Vision and Roadmap
==================

Vision
------

Roadmap
-------

Here we provide a high-level road map for the project. We will update this road map as we make progress.
If you are interested in contributing to the project, please check the `CONTRIBUTING.md` for more details.

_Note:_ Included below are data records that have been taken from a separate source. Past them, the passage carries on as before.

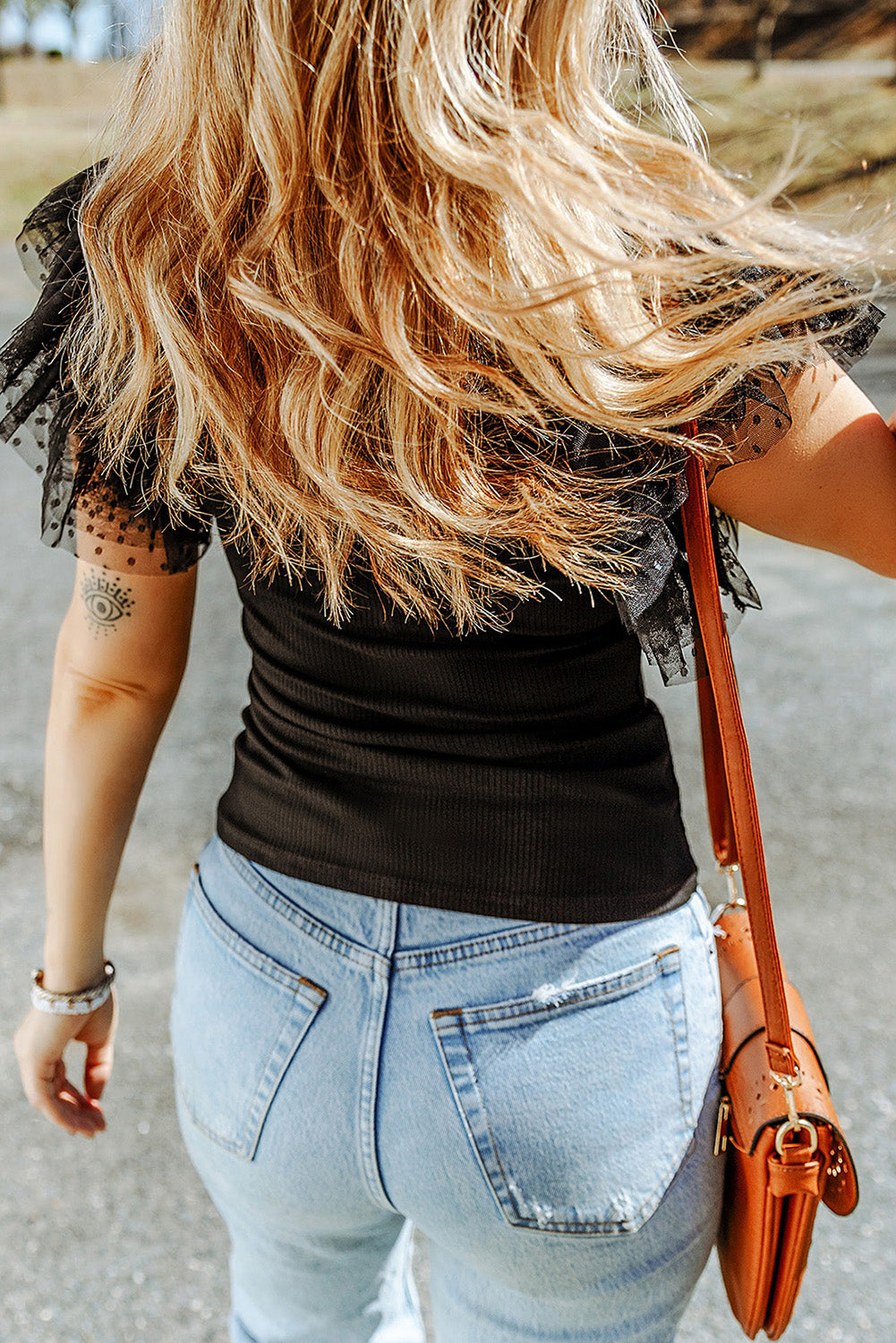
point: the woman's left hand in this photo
(40, 1042)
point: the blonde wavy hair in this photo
(338, 242)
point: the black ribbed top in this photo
(520, 774)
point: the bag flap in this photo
(756, 1103)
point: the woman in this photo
(415, 304)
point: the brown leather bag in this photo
(777, 1125)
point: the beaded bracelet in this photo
(72, 1005)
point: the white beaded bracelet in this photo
(72, 1005)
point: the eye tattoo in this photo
(107, 602)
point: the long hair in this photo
(340, 244)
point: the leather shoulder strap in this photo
(730, 787)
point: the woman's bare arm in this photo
(831, 483)
(120, 658)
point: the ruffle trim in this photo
(107, 520)
(659, 609)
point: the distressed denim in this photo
(538, 1099)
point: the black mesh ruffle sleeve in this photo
(659, 604)
(94, 515)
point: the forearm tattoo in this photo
(107, 601)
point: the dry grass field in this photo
(48, 128)
(844, 117)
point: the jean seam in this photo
(363, 956)
(257, 961)
(370, 1080)
(480, 1133)
(484, 945)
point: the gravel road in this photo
(115, 1241)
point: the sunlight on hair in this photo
(354, 262)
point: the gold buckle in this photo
(794, 1123)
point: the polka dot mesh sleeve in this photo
(96, 516)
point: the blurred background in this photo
(115, 1241)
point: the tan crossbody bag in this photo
(777, 1127)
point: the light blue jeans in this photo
(538, 1099)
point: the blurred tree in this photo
(764, 21)
(70, 10)
(118, 30)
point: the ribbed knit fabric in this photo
(519, 774)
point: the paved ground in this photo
(115, 1241)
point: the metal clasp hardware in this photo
(794, 1123)
(721, 1125)
(735, 899)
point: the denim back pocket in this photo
(576, 1100)
(236, 1020)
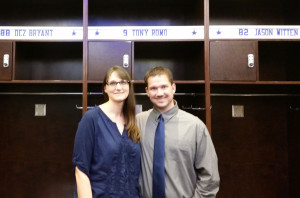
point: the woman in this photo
(106, 152)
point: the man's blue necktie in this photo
(159, 160)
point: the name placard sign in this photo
(147, 33)
(40, 33)
(254, 32)
(102, 33)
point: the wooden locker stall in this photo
(257, 148)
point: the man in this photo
(190, 161)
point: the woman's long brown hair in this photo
(129, 104)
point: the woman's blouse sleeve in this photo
(84, 143)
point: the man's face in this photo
(161, 92)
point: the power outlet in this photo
(40, 110)
(237, 111)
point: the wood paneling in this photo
(36, 152)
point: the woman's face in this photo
(116, 88)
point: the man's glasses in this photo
(114, 83)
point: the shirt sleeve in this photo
(83, 144)
(206, 164)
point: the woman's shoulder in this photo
(92, 113)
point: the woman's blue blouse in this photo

Road Map for Environment Infrastructure
^^^^^^^^^^^^^^^^^^^^^^^^^^^^^^^^^^^^^^^

- ✓ Explore VMWare, and whether it can be connected and controlled through the mouse package
- ✓ Explore Windows and MacOS, whether they can be installed
  - MacOS is closed source and cannot be legally installed
  - Windows is available legally and can be installed
- ✓ Build a gym-like Python interface for controlling the VM
- ✓ Recording of actions (mouse movement, click, keyboard) for humans to annotate, and we can replay it and compress it
- ✓ Build a simple task, e.g. open a browser, open a website, click on a button, and close the browser
- ✓ Set up a pipeline and build agent implementation (zero-shot) for the task
- ✓ Start to design which tasks inside the DesktopENv to focus on, start to wrap up the environment to be public
- ✓ Start to annotate the examples for ~~training~~ and testing
- ✓ Error handling during file passing and file opening, etc.
- ✓ Add accessibility tree from the OS into the observation space
- ✓ Add pre-process and post-process action support for benchmarking setup and evaluation
- ✓ Experiment logging and visualization system
- ✓ Add more tasks, maybe scale to 300 for v1.0.0, and create a dynamic leaderboard
- ✓ Multiprocess support, can enable reinforcement learning to be more efficient
- ✓ Add support for automatic VM download and configuration, enable auto-scaling management
- ✓ VPN setup doc for those who need it
- ✓ Support running on platforms that have nested virtualization, AWS
- ✓ Be able to run without virtual machine platform VMware Pro, e.g. VirtualBox, or other platforms
- ✓ Scale dataset to 20K+ tasks across diverse applications and websites (achieved via OpenCUA AgentNet with 21K tasks)
- ✓ Develop cross-platform annotation infrastructure supporting Windows, macOS, and Ubuntu (achieved via AgentNet Tool)
- ✓ Build data processing pipeline to convert raw demonstrations into clean trajectories (achieved via AgentNet Method)
- ☐ Add VNC-based video streaming as observation/actions for potential online-video understanding models to tackle tasks (achieved via AgentNet Tool screen recording)
- ☐ Support running on platforms that have nested virtualization, GCP
- ☐ Prepare for the first release of Windows vm image for the environment

Road Map of Annotation Tool
^^^^^^^^^^^^^^^^^^^^^^^^^^^

- ✓ Improve the annotation tool base on DuckTrack/OpenAdapt, and make it more robust which aligns on accessibility tree (achieved via AgentNet Tool)
- ✓ Annotate the steps of doing the task (achieved via 21K human-annotated tasks in AgentNet Dataset)
- ✓ Crawl all resources we explored from the internet, and make it easy to access (achieved via AgentNet Dataset covering 140+ applications and 190+ websites)
- ✓ Set up ways for the crowdsourcing/community to contribute new examples (achieved via open-source AgentNet Tool and dataset release)
- ✓ Develop reflective Chain-of-Thought reasoning augmentation for training data (achieved via OpenCUA pipeline)
- ✓ Create offline evaluation benchmark for stable and fast assessment (achieved via AgentNetBench)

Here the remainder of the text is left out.